Mantenimiento de la reducción en el Impuesto sobre Sucesiones mediante la reinversión
La gestión de los beneficios fiscales tras una sucesión requiere un conocimiento preciso de los requisitos de reinversión. Recientemente, la Dirección General de Tributos ha precisado el alcance de la reducción prevista en la Ley del Impuesto sobre Sucesiones y Donaciones (LISD) cuando se produce la enajenación de participaciones o la extinción de una sociedad.
Qué ha resuelto la DGT
La consulta se centraba en si era posible cumplir el requisito de mantenimiento del beneficio fiscal durante el plazo de diez años reinvirtiendo el importe obtenido en activos distintos a las participaciones originales. El criterio de la DGT establece que, para conservar la reducción del artículo 20.2.c) de la LISD, es necesario realizar la reinversión y la materialización inmediata del importe obtenido en otros activos.
La administración aclara que el requisito legal no exige la continuidad de la actividad económica previa, sino el mantenimiento del valor de adquisición sobre el que se aplicó la reducción. Esta reinversión puede ejecutarse en una amplia variedad de instrumentos, tales como:
- Inmuebles.
- Acciones.
- Fondos de inversión.
- Depósitos.
- Cualquier otro producto financiero.
La clave reside en que la reinversión sea lo más inmediata posible para asegurar que el valor se mantenga íntegro durante el periodo exigido.
Qué significa para ti
Si ha recibido participaciones en una sociedad mediante una herencia y posteriormente se produce la extinción de dicha sociedad o la venta de sus participaciones, el beneficio fiscal obtenido no es definitivo. Para no perder la reducción aplicada en el momento de la sucesión, el heredero tiene la obligación de reinvertir el capital obtenido.
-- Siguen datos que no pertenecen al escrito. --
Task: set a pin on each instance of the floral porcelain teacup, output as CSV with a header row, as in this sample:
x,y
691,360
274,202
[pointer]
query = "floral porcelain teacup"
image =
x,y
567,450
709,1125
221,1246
Este escenario afecta directamente al particular, quien debe asegurar que el dinero no permanezca improductivo, ya que la normativa busca que el valor patrimonial que disfrutó de la reducción se mantenga a través de otros activos durante el plazo de diez años.
Qué conviene hacer
Ante una situación de enajenación de participaciones heredadas, es necesario valorar la composición de la nueva cartera de activos. La elección de los nuevos instrumentos debe garantizar la materialización inmediata de la reinversión para evitar que la Administración considere que se ha roto el vínculo de mantenimiento del valor. Se recomienda analizar la naturaleza de los nuevos activos para asegurar que cumplen con el objetivo de preservar el importe obtenido.
Preguntas frecuentes
- ¿Es obligatorio seguir con la misma actividad económica?
- No, la normativa exige mantener el valor de adquisición, no la continuidad de la actividad.
- ¿En qué activos se puede reinvertir el dinero?
- En inmuebles, acciones, fondos de inversión, depósitos o cualquier otro producto financiero.